Ephesus was a great city, among the top cities in the known world. If we likened Ephesus to a country it could have been the United States of America. In other words, Ephesus was an influencer, right there at the top. So important was Ephesus that Paul spent three years of his ministry in a rented room teaching there. It was a pivotal location that birthed churches throughout Asia Minor.

The last time he visited his friends in Ephesus his heart was very concerned, not only for them, but for what could become of them if they weren’t careful. He said:

“[So] guard yourselves and God’s people. Feed and shepherd God’s flock—his church, purchased with his own blood – over which the Holy Spirit has appointed you as elders. I know that false teachers, like vicious wolves, will come in among you after I leave, not sparing the flock. Even some men from your own group will rise up and distort the truth in order to draw a following.” Acts 20:28-30

America, and the world for that matter, is in a season of rapid cultural and moral decline. Things are being done and being written into law that would have been considered fiction a few generations ago. Yet its happening – fast. Many feel like it will be okay in the end, though, because most adults in the country are Christian, something like 70%. But are they?

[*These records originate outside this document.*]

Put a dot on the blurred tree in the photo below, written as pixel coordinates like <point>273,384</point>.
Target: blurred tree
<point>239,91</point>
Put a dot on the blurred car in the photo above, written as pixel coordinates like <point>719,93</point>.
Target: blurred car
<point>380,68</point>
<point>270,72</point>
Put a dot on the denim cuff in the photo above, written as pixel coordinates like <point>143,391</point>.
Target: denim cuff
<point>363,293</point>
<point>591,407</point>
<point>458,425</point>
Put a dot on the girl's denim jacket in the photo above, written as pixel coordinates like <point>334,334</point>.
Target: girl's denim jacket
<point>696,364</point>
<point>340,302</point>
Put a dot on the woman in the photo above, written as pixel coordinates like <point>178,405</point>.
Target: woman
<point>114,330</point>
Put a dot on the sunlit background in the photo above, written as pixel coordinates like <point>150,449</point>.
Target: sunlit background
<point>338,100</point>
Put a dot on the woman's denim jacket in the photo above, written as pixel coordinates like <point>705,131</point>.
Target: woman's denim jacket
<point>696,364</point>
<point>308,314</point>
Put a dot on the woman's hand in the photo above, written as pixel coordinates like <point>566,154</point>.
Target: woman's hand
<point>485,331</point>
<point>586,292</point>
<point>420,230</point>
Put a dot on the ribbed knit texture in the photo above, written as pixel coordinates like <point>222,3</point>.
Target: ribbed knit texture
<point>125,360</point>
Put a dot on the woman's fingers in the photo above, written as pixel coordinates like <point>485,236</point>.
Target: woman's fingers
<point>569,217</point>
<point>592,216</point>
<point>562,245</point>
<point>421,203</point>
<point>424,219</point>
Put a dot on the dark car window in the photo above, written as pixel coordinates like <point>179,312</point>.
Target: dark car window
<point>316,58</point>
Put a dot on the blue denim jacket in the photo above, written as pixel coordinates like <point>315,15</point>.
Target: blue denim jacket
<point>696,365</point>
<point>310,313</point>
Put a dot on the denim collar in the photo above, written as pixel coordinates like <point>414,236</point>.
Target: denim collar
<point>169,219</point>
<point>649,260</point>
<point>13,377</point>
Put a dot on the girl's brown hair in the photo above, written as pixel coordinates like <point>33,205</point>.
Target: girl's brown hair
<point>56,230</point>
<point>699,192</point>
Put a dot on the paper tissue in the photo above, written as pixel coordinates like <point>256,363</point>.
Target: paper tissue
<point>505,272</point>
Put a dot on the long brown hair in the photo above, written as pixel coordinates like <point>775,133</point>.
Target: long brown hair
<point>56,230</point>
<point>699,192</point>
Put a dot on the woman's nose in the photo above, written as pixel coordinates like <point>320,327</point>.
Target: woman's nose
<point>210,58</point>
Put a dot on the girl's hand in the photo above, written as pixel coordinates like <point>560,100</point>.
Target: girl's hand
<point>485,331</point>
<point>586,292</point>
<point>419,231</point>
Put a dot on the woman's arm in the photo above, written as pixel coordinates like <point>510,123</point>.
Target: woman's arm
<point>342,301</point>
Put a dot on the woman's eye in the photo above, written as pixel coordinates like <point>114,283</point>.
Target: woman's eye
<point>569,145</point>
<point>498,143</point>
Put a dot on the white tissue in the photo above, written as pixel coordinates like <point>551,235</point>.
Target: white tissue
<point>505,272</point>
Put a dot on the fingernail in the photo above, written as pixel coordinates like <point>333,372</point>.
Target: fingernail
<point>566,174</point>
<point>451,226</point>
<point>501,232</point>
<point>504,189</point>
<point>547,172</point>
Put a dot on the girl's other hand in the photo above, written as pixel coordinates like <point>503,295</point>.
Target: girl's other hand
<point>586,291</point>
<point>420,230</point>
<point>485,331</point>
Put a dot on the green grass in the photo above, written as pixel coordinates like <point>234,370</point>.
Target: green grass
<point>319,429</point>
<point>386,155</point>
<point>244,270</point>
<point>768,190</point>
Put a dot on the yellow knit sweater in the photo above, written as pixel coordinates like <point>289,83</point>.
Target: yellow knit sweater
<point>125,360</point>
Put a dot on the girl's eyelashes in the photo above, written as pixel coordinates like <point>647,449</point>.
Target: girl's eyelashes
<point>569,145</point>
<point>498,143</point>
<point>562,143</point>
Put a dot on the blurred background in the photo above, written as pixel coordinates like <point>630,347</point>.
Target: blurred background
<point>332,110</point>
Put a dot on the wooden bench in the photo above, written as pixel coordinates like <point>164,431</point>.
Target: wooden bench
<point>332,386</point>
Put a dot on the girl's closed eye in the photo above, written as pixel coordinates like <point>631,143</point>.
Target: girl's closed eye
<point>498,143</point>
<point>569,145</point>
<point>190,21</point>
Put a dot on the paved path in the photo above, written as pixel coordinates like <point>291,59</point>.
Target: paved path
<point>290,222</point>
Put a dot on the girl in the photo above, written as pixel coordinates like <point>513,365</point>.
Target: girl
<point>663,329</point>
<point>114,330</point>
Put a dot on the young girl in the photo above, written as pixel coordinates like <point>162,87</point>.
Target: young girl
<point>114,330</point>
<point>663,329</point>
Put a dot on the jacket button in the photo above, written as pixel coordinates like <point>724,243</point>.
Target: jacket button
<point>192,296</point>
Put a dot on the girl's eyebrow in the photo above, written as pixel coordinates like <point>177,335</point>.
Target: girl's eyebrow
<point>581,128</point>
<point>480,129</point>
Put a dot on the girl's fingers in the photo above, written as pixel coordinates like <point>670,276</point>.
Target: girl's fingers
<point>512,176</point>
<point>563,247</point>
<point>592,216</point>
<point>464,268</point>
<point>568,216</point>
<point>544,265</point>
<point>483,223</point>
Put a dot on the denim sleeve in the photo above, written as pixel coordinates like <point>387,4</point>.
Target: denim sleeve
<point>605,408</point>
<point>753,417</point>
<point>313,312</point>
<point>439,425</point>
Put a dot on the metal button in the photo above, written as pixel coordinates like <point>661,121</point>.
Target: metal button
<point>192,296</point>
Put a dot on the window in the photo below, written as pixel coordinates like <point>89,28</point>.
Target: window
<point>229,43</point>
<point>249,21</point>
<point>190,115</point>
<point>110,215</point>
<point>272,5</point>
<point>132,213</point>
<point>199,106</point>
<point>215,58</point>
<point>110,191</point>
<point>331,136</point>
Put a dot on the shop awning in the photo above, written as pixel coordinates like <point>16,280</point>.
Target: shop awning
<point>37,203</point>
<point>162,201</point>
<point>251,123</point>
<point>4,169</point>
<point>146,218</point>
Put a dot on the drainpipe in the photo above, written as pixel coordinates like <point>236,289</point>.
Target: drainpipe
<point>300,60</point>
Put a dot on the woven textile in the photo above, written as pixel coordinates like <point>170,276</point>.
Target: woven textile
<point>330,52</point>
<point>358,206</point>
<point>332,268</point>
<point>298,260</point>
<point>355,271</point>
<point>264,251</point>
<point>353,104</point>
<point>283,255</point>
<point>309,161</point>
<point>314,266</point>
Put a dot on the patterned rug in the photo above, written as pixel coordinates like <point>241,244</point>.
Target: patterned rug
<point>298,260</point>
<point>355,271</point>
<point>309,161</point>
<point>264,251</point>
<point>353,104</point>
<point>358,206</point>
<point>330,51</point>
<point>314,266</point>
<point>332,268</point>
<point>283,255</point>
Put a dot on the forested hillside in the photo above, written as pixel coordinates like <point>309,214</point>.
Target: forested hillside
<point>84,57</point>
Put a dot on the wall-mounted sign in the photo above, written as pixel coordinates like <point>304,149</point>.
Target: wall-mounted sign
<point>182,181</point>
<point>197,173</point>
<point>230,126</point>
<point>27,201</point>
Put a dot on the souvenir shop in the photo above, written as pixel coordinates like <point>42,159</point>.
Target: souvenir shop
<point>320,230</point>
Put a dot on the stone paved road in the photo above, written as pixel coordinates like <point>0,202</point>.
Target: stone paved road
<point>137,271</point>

Has Christianity be co-opted in the past few generations and come to be defined differently than what God originally intended? What Paul taught night and day back in Ephesus? The simplicity of Christ, that God loves people and has offered adoption as children of God, through the victory of Christ Jesus’ death, burial and resurrection. The radical gospel of dying to self and Christ living in and through us.

Someone observed that Christianity in the west has become something different than this. That it has devolved into a kind of moral, therapeutic deism*. Is the following a generally accurate description of Christianity?
Moral – God wants us to be nice to people and for people to be nice to each other.
Therapeutic – God wants us to be happy and feel good about ourselves.
Deistic – God is up in heaven and isn’t really involved in the world unless there is a crisis in which we plead for Him to intervene – so we can feel good about things again.

This simplistic definition of modern Christianity seems pretty accurate. Because it leaves plenty of room for the Christians – the 70% of adults in America, to be just as materialistic, selfish and independent as the rest of the culture. And, leaves plenty of room to choose any political slant that suits your personal bias and convince yourself that God is on your side.

But that’s not Jesus. That’s not the Good News. That’s not why Christ died for you. Dear one, you have been bought with a price, with the precious blood of Jesus Christ, the Son of God. He redeemed you to make you whole, make you a joint heir with Christ, to hide your life in Him. Do not cheapen that grace by living with worldly passions. Consider your ways – be careful how you live.